I did not however, walk away from Cascade Crest. I figured, what the heck, I am super well trained, I have a great plan, crew/pacers, plane tickets and t-shirts. I also figured that since my mind was free of illusions that I would be able to run the distance just to enjoy it and to just have fun. The race crept closer and I was very uncommitted. Running 100 miles is not something to be undertaken lightly or without complete certainty that you will do whatever it takes to get to the finish line. I lined up at the race with a fresh and healthy body, but a mind that was not certain I wanted to waste myself just because I said I would. Just because I didn't want to walk away from a commitment. My head was already on to my next race but I was hoping I would just have too much fun at CC to even think about it.
The reality is, I was just not that into it. With my body working well, my legs feeling strong, my fueling/hydrating plan on point, I was left simply clipping along, in my own head thinking: "you got it all clear, you figured it out, you know what you really want to do and yet, here you are". I knew I would pay a heavy physical price to finish the race and I wasn't really enjoying myself. I really didn't want to put 100 miles on my legs when I have other plans. I had 5 miles in the entire time where I actually thought "ok, now we are talking". I should have never even started. I knew that I did not have my heart into it. So I changed my mind. Yes, I changed my mind.
Jumping for joy at changing my mind
I wasn't physically suffering in any way. I just had decided I didn't really want to do it (a long time before the race ever started) and I just took 34 miles of running to be strong enough, to muster up my strength to say "No, this is not what I want". I changed my mind, I quit. And really, no one cares. It was the final gesture in getting back to myself, my truths and following my heart. I am so happy with the decision and proud of myself for not carrying on for, literally, no reason.
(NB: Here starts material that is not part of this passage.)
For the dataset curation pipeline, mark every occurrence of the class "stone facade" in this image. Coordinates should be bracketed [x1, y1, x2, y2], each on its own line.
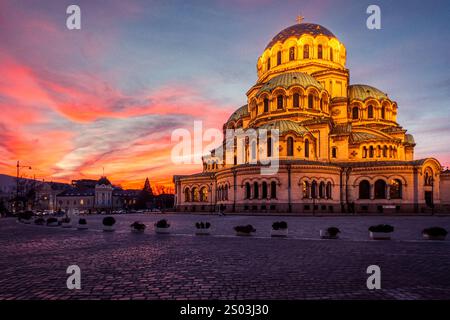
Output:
[173, 21, 446, 214]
Totally worthwhile stomachache. Baked goods at Macrina.
I walked away from the race with relief, joy and excitement. I enjoyed myself throughly in the decision and the rest of the weekend was spent goofing off (see above pics and below) on the run, playing, laughing, eating delicious food (gluten included), drinking coffee and generally letting myself just enjoy. I am not speeding onwards to training again this week. I am resting HARD in preparation for my next training block. I will have had 3 good down weeks by then.
The seasons are changing again and I enter the fall feeling like I am more myself than I have been in a long time. I am excited and invigorated. I am also feeling quite liberated by all of this. Who knew being an adult could be so much fun?